It'd be nice to see some books on American history that avoided the Civil War, Revolutionary War and the Wild West, or at least covered them without buying into too many tropes and cliches.
I think that's the problem with both the Civil War and Revolutionary War. Everybody thinks it's cliched. If you are a student of history and know what you are writing (and/or reading), then it shouldn't be cliched. The real issue at hand is preference. You either like that era or you don't. There are certain cultural markers that have to be tackled in a Civil War novel. Some might call those cliched but they're not.
I think the Civil War era has been so maligned, it may be impossible to redeem it. What a lot of people take for granted as true really wasn't. Like all southerners owned slaves and signed up to fight for slavery. Um, no. I think something like 2% of the southern population owned huge plantations with with hundreds of slaves. I believe I read once that the overwhelming majority of slaveholders only owned a handful of slaves. My own family were dirt poor farmers with no slaves before the Civil War, but they fought for the south because ultimately, they didn't want to be told what they could and could not do.

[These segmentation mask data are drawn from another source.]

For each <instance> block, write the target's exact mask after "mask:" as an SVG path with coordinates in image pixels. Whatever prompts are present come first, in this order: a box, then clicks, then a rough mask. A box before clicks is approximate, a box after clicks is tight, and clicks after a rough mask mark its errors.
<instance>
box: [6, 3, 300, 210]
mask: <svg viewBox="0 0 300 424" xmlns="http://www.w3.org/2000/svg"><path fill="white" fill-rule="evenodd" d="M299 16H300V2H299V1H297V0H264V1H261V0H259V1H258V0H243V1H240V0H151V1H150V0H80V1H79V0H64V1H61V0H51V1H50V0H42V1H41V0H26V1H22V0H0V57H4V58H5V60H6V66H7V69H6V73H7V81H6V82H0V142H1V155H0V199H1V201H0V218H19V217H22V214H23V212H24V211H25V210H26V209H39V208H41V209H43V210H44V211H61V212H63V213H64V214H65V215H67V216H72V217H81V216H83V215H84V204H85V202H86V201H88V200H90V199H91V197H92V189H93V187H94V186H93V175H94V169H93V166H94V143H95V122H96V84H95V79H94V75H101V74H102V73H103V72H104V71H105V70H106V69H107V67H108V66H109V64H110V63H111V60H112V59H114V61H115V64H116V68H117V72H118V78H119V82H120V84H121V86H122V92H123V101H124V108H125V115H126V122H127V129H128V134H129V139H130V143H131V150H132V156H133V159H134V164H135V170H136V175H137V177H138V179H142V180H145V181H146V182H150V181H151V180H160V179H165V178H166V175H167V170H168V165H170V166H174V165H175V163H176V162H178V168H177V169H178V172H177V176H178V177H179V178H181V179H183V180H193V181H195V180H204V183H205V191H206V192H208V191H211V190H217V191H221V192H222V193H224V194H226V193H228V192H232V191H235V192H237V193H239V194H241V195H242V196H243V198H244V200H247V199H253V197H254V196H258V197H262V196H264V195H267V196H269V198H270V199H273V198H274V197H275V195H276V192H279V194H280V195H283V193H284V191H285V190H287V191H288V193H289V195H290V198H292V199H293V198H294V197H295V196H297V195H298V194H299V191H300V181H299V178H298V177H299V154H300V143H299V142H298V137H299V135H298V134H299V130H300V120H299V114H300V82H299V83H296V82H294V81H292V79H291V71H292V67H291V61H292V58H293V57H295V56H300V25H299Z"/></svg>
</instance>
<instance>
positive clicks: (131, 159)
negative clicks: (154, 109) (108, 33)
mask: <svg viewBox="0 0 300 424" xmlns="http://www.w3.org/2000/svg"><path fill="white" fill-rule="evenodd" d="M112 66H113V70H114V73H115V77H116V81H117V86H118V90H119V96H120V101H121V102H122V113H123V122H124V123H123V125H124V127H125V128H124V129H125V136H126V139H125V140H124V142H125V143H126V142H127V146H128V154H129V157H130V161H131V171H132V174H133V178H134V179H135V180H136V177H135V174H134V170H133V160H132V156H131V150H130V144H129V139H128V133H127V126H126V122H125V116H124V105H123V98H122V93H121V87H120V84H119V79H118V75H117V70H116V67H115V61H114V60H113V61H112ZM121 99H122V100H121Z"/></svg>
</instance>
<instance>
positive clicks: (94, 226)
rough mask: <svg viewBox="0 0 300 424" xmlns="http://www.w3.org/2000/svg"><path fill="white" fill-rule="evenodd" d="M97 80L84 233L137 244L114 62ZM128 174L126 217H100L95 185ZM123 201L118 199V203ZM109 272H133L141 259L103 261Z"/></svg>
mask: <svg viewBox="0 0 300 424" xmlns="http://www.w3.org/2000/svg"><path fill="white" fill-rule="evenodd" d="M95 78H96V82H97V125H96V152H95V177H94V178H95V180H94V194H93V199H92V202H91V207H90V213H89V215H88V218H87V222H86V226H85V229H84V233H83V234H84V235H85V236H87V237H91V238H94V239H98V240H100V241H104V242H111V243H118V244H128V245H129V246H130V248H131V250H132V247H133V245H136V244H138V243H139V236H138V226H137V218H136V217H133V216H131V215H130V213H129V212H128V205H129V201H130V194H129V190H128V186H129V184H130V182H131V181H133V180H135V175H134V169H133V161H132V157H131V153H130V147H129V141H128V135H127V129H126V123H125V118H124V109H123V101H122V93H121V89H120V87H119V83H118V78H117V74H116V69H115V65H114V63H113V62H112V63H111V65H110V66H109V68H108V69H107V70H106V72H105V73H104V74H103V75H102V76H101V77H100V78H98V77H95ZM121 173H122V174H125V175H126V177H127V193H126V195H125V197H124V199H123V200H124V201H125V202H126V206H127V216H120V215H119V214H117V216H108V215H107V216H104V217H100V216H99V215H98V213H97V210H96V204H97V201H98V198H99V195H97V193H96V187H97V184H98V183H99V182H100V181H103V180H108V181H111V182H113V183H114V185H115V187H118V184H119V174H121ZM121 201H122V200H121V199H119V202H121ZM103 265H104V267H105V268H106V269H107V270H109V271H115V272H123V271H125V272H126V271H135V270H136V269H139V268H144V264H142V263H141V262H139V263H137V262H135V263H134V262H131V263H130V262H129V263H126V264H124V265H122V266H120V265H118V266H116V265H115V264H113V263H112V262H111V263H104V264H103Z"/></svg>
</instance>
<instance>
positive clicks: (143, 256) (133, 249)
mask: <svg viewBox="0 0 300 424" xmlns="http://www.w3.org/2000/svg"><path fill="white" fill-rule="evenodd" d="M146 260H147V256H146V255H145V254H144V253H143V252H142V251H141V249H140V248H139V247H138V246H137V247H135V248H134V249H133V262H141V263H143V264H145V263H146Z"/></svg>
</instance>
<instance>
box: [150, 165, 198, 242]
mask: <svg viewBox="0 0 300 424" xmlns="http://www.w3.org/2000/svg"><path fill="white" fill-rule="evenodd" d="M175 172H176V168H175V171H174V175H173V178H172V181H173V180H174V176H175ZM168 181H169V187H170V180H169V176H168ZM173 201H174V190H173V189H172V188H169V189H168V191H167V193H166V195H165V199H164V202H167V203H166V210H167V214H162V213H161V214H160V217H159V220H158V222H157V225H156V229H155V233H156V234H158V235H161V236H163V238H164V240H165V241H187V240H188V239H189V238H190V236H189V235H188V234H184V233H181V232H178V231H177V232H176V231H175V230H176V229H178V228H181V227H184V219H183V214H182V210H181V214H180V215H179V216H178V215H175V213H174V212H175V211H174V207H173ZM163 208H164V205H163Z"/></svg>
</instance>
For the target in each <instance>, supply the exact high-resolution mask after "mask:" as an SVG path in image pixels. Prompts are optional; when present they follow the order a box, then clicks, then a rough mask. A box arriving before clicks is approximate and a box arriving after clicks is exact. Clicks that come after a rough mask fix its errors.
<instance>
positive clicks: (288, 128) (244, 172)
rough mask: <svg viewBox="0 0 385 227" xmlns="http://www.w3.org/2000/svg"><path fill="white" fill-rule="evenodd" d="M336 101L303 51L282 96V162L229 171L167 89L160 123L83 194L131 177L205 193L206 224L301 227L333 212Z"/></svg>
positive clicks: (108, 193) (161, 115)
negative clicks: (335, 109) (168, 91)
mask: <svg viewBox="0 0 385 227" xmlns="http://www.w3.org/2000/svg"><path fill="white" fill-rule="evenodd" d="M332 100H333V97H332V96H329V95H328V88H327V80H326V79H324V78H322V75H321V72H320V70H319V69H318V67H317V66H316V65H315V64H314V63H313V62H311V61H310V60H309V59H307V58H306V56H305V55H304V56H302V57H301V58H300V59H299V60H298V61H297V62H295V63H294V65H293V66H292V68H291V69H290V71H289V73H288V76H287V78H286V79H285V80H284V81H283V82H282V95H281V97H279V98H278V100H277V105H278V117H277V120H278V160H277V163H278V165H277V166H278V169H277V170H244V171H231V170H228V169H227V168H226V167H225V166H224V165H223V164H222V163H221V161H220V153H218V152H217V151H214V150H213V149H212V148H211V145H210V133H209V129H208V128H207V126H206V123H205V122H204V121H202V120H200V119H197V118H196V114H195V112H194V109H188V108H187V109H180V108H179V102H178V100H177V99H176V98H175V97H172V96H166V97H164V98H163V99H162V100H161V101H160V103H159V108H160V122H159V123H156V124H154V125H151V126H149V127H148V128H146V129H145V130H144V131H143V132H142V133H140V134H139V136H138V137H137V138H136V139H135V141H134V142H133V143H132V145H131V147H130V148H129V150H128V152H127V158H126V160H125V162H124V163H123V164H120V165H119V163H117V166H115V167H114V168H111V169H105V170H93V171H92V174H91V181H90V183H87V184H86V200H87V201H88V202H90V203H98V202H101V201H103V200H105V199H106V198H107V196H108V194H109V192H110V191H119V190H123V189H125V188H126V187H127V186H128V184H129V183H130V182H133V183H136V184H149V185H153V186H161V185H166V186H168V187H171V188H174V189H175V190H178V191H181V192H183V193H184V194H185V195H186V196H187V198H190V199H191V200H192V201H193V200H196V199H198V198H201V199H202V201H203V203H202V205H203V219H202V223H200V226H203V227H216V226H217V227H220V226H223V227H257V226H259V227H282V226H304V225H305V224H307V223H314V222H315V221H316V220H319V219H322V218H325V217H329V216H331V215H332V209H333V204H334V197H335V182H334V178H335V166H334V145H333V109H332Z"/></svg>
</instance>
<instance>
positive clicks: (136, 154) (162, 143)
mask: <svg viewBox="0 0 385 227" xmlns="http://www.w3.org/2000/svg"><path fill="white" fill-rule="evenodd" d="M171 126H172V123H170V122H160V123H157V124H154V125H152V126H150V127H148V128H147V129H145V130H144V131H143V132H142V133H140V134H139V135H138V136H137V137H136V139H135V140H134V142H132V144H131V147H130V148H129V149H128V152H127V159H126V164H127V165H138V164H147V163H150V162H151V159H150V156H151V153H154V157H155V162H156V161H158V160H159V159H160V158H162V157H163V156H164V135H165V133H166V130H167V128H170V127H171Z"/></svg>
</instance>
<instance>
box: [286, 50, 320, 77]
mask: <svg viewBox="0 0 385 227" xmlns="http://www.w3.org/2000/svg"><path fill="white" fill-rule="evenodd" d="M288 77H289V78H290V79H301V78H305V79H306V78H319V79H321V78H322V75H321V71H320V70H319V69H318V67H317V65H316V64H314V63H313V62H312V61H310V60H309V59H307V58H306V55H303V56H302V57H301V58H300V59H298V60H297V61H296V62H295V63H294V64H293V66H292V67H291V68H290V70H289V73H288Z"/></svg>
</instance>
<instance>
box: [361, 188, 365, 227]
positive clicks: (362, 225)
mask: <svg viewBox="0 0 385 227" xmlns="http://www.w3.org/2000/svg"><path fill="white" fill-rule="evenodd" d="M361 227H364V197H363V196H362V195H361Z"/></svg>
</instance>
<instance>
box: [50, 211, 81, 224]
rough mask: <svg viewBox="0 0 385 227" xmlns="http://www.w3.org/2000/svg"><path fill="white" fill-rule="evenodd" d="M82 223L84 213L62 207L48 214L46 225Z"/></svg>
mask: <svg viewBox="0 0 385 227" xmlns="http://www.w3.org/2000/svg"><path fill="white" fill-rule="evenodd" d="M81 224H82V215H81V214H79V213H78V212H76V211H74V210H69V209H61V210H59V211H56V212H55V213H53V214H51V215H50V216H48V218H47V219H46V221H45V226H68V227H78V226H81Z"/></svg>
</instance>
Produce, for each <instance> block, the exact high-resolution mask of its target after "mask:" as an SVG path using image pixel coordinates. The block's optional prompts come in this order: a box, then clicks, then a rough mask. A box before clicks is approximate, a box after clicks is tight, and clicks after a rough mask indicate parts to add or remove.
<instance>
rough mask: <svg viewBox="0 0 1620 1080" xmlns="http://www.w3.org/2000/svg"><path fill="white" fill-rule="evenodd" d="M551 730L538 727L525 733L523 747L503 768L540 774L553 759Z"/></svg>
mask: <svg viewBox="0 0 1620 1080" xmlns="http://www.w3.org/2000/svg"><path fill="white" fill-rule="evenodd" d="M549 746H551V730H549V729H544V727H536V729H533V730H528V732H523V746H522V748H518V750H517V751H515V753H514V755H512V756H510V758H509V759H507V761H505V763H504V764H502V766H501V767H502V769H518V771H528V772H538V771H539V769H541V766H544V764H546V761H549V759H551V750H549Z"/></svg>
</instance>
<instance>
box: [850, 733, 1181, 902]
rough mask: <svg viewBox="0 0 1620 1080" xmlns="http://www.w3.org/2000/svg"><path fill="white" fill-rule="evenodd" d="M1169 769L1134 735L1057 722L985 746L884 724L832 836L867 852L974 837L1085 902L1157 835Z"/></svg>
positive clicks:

Just like now...we don't like people coming down and telling us what to do.
So why should anyone avoid the era just because some people have a "Gone with the Wind" complex, which for all intents and purposes, was not the most historically accurate novel out there? If you break it down past what some consider "cliched," it is a fascinating time period. The entire course of our nation was changed because of a war. The same could be said of the American Revolution. Of course both periods are popular--there is endless fodder to be fictionalized! There are so many different POVs.
Personally, I'm sick to death of the Tudor era. How many novels about Anne Boleyn can the market bear? Apparently a lot. I don't understand it, but that doesn't mean new offerings are not worth while. I used to love that era, I will still occasionally read books from that era, but I wish the market would move on. But it won't because people buy books from that era. It's not cliched, it's preference. The same could be said of the Marie Antoinette/French Revolution. That's quickly becoming the new hot topic in historical fiction, IMO. How long will it take for people to consider it cliched?
But with that being said... As the Hip-Hop-a-potamus, there seems to be an upswing in American historicals lately. Ciji Ware, Megan Chance, and Daisy Goodwin are publishing late 19th century historicals that are either wholly set in the US or feature a part of the story in the US. Mary Sharratt, Kathleen Kent, and Sally Gunning are putting out novels set in the early days of the American colonies or during the American Revolution. Nevertheless, some agents are leary of taking on American historicals because they think the market is not receptive to them right now. It will change. Change is constant, after all.